Below is an image of one of my favourite shirts purchased sometime in the early 1990s bearing a label "Knights of the Round Table". I haven't worn it for almost two decades, but every time there is a spring cleaning in the wardrobe, this shirt goes back into the shelf, because of its timeless connection with Arthur's knights


Other interesting links to posts from Cook Islands minted by Coin Invest Trust:

1) Brexit : Britain's exit from the EEC : Coins issued by the Cook islands in the denomination of $1, $5 and $ 20 in 2016 

2) 150th Anniversary of "The Great Tea Race - 1866": Commemorative Coins in the denomination of 10 and 2 Dollars issued by Cook Islands in 2016

3) The Mystical Ancient Egyptian Labyrinth depicted on $10 Silver coins issued by Cook islands in 2016, under its "Milestones of Mankind Series".

4) King Arthur: The first coin in the six coins "Camelot Series". 


  1. Maggie Ksing has commented:
    "Rajeev, that's quite a lot of interesting information !!!!"

    1. Thanks, Maggie. This coin gave me the chance to rummage thru my old Arthurian collection of stuff and post it on my blog.

    2. Maggie Ksing has further commented:
      "Like with everything, you are always thorough !!!"

    3. Hardly, Maggie. I just happened to remember the Arthurian legends. Studied them for my Tarot cards research too in which my collection of books also helped.

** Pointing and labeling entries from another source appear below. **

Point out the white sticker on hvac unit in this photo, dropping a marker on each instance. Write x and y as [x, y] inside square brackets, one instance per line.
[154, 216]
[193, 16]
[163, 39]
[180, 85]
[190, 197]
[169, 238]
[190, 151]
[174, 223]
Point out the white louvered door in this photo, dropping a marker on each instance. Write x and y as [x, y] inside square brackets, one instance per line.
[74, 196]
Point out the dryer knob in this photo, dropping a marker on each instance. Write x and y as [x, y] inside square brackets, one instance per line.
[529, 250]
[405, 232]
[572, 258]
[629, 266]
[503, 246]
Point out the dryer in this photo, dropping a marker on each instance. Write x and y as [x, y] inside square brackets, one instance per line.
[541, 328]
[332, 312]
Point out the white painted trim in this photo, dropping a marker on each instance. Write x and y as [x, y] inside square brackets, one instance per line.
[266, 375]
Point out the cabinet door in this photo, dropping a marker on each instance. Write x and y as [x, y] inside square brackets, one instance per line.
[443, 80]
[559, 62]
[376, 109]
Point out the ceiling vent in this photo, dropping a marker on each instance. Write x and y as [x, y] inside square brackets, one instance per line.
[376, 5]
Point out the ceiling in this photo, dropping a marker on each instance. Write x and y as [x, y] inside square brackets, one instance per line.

  2. Vishnu Chandra Bajpai has commented:
    "A wealth of information about the coin and King Arthur. I also read the story of King Arthur and his knights in my childhood in one of the Gold Key Classics if I remember correctly. The images in your blog brought back a lot of memories of that time when a book or classic was enough to fire our imagination and create a sense of wonder.
    It has been said that if you want to be happy you must pursue complexity and detailing in your chosen passion,hobby or vocation.I know you will be the happiest when you dig information and put it so lovingly in your blog."

    1. Very nicely put, Sir. Thanks.You are absolutely right. Collating all the wealth of information gathered over a lifetime of reading about Arthurian legends and the other subjects and piecing them together into a concise post on Sumita's and my blogs has been a thrilling and amazing journey for me.